Kaum haben wir für unsere Rucksäcke im Zimmer den richtigen Platz gefunden und uns am niedrigen Tisch auf den Sitzkissen niedergelassen, kommt die Wirtin abermals. Sie bringt uns heißes Wasser, eine Teekanne mit kleinen Teetassen und in Papier eingeschlagene Kekse. In einer Teedose sind zwei kleine Beutel mit Grünem Tee und weitere Zutaten, die ich leider nicht identifizieren kann. Der Tee schmeckt aber irgendwie kräftiger, als wäre da noch etwas Geröstetes dabei. Hajo als passionierter Teetrinker bereitet den Tee zu, während ich neugierig die mit Schiebetüren versehenen Wandschränke inspiziere. Hier liegen Berge von Matratzen, Überdecken und einfachen Wolldecken. „Futon“ nennt der Japaner sein einfaches Nachtlager, das aus, z. T. mit einer dünnen Schaumstoffmatratze als Unterlage, einer gesteppten Matte als Zwischenlage und einer großen, weichen, aber sehr schweren Zudecke besteht. Komplettiert wird das Gebilde durch ein mit Reis gefülltes Kopfkissen, was aufgrund des harten Inhalts nicht unbedingt mit unserem Feder gefüllten Kopfkissen verglichen werden sollte. Da in Japan Platz Mangelware ist, werden die Futons über Tag wieder in die Wandschränke geräumt. Beruhigt atme ich auf, trotz der noch recht kalten Temperaturen, musste ich nicht fürchten, in der Nacht zu frieren. Es gibt zwar meist eine Klimaanlage, doch ist die hauptsächlich für die wärmere Jahreszeit gedacht. Zentralheizung kennt man in diesem Teil Japans nicht, es werden allenfalls kleine transportable Ölöfen bzw. elektrische Wärmestrahler aufgestellt.
Aber der Tag ist noch jung und ich bin auch noch nicht zu müde. So beschließen wir, die Umgebung ein bisschen zu erkunden und schon mal Tempel Nr.1, der direkt in der Verlängerung unserer Straße liegt, einen kurzen Besuch abzustatten. Wir laufen also die Straße entlang und suchen die beiden anderen Unterkünfte, die in unserem englischsprachigen Plan eingetragen sind und, laut Dame an der Touristeninformation, ausgebucht waren: Minshuku Tsushimaya und Minshuku Awa. Minshukus sind eine Art Familienpension - alles ist etwas einfacher und familiärer, da kann man schon mal mit der Wirtsfamilie an einem Tisch essen.
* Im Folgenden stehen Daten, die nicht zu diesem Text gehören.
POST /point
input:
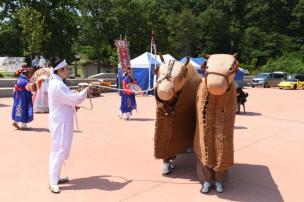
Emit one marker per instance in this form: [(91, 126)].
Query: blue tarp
[(140, 68)]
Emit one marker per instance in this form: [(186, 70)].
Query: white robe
[(62, 104)]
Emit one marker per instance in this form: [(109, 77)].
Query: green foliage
[(268, 35)]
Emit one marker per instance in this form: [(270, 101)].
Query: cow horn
[(187, 61)]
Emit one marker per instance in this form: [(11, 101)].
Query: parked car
[(268, 80), (294, 81), (291, 84)]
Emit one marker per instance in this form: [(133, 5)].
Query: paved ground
[(112, 159)]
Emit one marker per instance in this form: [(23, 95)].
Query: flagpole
[(152, 51)]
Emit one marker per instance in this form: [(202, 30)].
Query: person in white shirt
[(62, 103)]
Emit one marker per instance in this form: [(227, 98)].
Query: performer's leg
[(168, 165), (205, 176), (15, 124), (61, 145), (219, 177), (24, 125)]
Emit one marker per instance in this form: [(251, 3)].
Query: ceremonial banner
[(123, 53), (11, 64)]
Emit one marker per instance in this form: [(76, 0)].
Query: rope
[(112, 88)]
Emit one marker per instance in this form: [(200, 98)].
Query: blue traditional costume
[(128, 102), (23, 106)]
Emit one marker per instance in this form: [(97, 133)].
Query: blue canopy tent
[(142, 66), (239, 78)]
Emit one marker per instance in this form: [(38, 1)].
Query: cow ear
[(156, 70), (187, 61), (185, 73), (161, 58), (204, 66)]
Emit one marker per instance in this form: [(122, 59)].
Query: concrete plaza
[(112, 159)]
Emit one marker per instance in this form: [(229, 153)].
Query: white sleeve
[(66, 96)]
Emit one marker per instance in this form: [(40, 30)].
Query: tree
[(33, 32), (184, 38), (214, 31)]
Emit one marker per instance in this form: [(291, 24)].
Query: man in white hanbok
[(62, 103)]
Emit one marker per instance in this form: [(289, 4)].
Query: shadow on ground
[(249, 114), (240, 127), (246, 182), (102, 182), (4, 105)]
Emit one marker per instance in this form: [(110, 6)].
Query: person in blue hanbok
[(23, 106), (128, 102)]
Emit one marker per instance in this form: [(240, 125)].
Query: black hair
[(54, 62)]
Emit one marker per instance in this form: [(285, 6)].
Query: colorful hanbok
[(23, 106), (128, 102)]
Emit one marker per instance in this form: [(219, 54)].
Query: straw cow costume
[(62, 104), (216, 105), (175, 93)]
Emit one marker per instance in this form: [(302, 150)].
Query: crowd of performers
[(128, 102), (29, 96), (214, 154)]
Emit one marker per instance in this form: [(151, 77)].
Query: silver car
[(268, 79)]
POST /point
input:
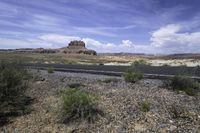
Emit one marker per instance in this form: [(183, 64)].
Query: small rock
[(172, 128), (139, 128), (171, 121)]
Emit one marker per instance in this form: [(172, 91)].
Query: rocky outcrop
[(74, 47), (77, 47)]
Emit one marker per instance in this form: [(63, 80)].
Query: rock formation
[(74, 47), (77, 47)]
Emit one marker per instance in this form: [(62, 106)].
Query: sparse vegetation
[(110, 80), (145, 106), (62, 79), (13, 84), (75, 85), (132, 75), (184, 83), (139, 62), (50, 70), (78, 104)]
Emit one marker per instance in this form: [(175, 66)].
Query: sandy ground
[(119, 101)]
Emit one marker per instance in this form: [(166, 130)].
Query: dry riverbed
[(120, 102)]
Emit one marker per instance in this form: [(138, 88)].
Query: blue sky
[(138, 26)]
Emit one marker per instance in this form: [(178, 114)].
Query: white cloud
[(59, 40), (169, 39), (8, 43)]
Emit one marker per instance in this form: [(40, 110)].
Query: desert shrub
[(132, 75), (78, 104), (12, 85), (184, 83), (145, 106), (75, 85), (62, 79), (176, 111), (37, 77), (139, 62), (50, 70), (109, 80)]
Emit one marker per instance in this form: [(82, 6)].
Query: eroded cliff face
[(74, 47), (77, 47)]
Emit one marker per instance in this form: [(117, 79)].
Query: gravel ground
[(169, 111)]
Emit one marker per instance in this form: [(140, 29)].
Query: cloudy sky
[(137, 26)]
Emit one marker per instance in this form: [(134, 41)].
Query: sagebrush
[(78, 104)]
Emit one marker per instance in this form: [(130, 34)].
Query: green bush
[(109, 80), (186, 84), (132, 75), (50, 70), (12, 85), (145, 106), (139, 62), (78, 104)]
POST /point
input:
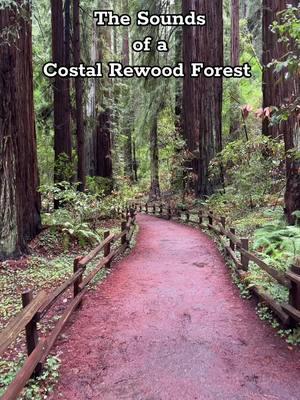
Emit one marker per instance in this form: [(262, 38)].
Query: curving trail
[(168, 324)]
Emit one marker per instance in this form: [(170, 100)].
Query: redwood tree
[(273, 83), (127, 120), (19, 199), (279, 92), (62, 134), (209, 92), (235, 60), (81, 175)]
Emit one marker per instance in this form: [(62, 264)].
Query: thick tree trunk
[(81, 173), (235, 60), (103, 150), (189, 116), (178, 58), (292, 145), (209, 93), (154, 162), (278, 91), (104, 159), (19, 199), (273, 83), (67, 57), (128, 167), (62, 134)]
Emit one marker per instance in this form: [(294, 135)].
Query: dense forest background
[(232, 144), (74, 151)]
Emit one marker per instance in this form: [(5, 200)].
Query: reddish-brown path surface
[(168, 324)]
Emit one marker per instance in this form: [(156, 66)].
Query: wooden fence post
[(106, 249), (295, 289), (245, 259), (123, 228), (31, 331), (232, 244)]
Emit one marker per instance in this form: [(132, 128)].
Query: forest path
[(168, 324)]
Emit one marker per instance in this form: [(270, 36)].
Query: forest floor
[(49, 263), (169, 324)]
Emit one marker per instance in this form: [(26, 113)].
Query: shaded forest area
[(231, 142), (74, 150)]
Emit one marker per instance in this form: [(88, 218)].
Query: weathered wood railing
[(238, 251), (35, 309)]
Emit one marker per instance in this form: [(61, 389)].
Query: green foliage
[(287, 27), (278, 241), (37, 389), (252, 170), (99, 185)]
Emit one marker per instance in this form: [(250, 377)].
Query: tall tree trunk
[(104, 167), (235, 60), (189, 117), (154, 162), (209, 93), (19, 199), (81, 174), (67, 62), (62, 134), (278, 91), (273, 83), (128, 126), (178, 59)]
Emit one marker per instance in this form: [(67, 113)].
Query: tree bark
[(81, 173), (235, 60), (209, 93), (128, 168), (278, 91), (19, 199), (62, 134), (154, 162)]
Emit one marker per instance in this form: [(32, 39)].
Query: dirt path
[(168, 324)]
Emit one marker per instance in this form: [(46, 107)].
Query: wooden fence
[(35, 309), (238, 250)]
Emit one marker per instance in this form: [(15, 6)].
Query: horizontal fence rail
[(238, 251), (35, 308)]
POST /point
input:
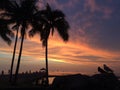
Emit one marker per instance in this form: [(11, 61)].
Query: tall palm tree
[(22, 15), (5, 33), (51, 20)]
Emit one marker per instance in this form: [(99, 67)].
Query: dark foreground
[(105, 80)]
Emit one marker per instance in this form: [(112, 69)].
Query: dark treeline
[(22, 13)]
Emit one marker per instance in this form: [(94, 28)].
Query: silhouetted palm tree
[(5, 32), (21, 15), (51, 20)]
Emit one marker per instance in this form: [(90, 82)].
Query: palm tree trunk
[(13, 57), (46, 55), (19, 58)]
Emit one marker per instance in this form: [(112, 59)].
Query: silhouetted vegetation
[(106, 80)]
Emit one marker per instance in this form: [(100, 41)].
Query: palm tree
[(51, 20), (5, 32), (22, 15)]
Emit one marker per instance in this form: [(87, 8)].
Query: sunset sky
[(94, 40)]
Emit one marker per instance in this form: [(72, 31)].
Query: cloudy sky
[(94, 39)]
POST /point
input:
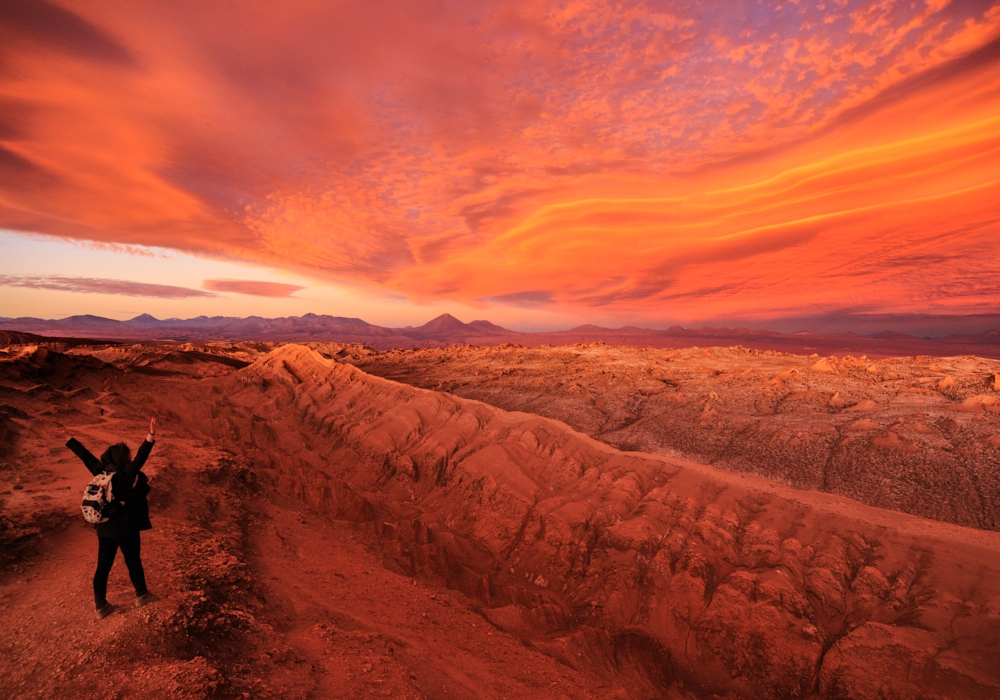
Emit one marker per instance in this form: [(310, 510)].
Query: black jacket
[(129, 485)]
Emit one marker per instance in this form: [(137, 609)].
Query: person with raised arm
[(125, 515)]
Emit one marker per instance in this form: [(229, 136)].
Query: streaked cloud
[(711, 159), (93, 285), (253, 287)]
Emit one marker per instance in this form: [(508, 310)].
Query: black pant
[(107, 549)]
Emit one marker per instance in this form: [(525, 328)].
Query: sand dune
[(644, 573)]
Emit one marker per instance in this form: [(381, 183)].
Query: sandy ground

Jetzt stehen wir vor dem Tor zu Tempel Nr. 1 und grinsen uns an, weil direkt vor dem Tor ein breiter Zebrastreifen mit Ampel entlang läuft. Auch die mit Pilgerkleidung versehene Schaufensterpuppe im Eingang lässt bei uns einen anderen Eindruck aufkommen, als dass hier die älteste Pilgertour der Welt beginnt. Hoffentlich überfällt uns hier nicht der Kitsch, den ich von den Souvenir Shops aus Osaka und Tokyo kenne. Aber weit gefehlt, es gibt hier zwar insgesamt 3 Läden: einen außerhalb des Tempelgeländes mit angeschlossenem Teehaus, einer in der Haupthalle (Hondō) und einen direkt am Busparkplatz, doch wird hier nicht überdurchschnittlich viel Schnickschnack und Kitsch verkauft. Jedenfalls nicht mehr als in anderen Tempeln. Dass hier viele Sachen aus Plastik sind und eventuelle auch „made in china“, daran hat sich der Durchschnittsjapaner längst gewöhnt, weil traditionelle Handarbeit und Holzarbeiten wohl viel zu teuer wären. Wir betreten den Tempel durch das Tor. Noch sind wir Touristen, beim nächsten Mal werden wir uns vor dem Tor verbeugen und dem Ritual der Pilger folgen.

Exkurs: Pilgeretikette
Nach Verbeugung und Durchschreiten des Haupttores (mon) geht man zum Wasserbecken (chōzubachi), wäscht Hände und spült den Mund, geht weiter zum Glockenturm (tahōtō), schlägt die Glocke und verrichtet sein Gebet an der Haupthalle (Hondō). Hier können nach Belieben Räucherstäbchen oder Kerzen entzündet werden. Der Gong (waniguchi) an der Halle kündigt der Gottheit (honzon) an, dass man ihr huldigen möchte. Namenszettel (osame fuda), auf denen Name, Datum und Grund des Besuches vermerkt sind, kommen in die dafür vorgesehene Box, auch für handschriftlich kopierte Sutren steht eine Box zur Verfügung. Nach einer kleinen Münzspende (osaisen) in den Opferkasten, nimmt man den buddhistischen Rosenkranz (juzu) und das Sutrabüchlein zur Hand, wenn man das Sutra noch nicht auswendig kann. Das Rezitieren erfolgt schnell oder langsam, puristisch wie ein Gedicht oder theatralisch fast wie ein Singstück. Mal laut oder auch ganz leise, der eine flüstert, der andere brummt es im vollen Brustton. Experten des Shingon wissen genau, wann welche Sutra (buddh. Gebet), Mantra (Wortformel) oder Goeka (buddh. Lied) zu rezitieren sind, aber für uns „Trecking-Buddhisten“ reicht eigentlich schon das Kōbō Daishi Mantra („Namu Daishi Henjō Kongō“) und die Herz-Sutra (Hannya Shingyo). Gleiches passiert nochmals vor der Daishi Halle (daishidō), die zu Ehren des Sektengründers Kōbō Daishi (Mönchsname Kukai) errichtet worden ist. Danach darf man sich den Besuch im Pilgerbüro (nōkyōsho) dokumentieren lassen.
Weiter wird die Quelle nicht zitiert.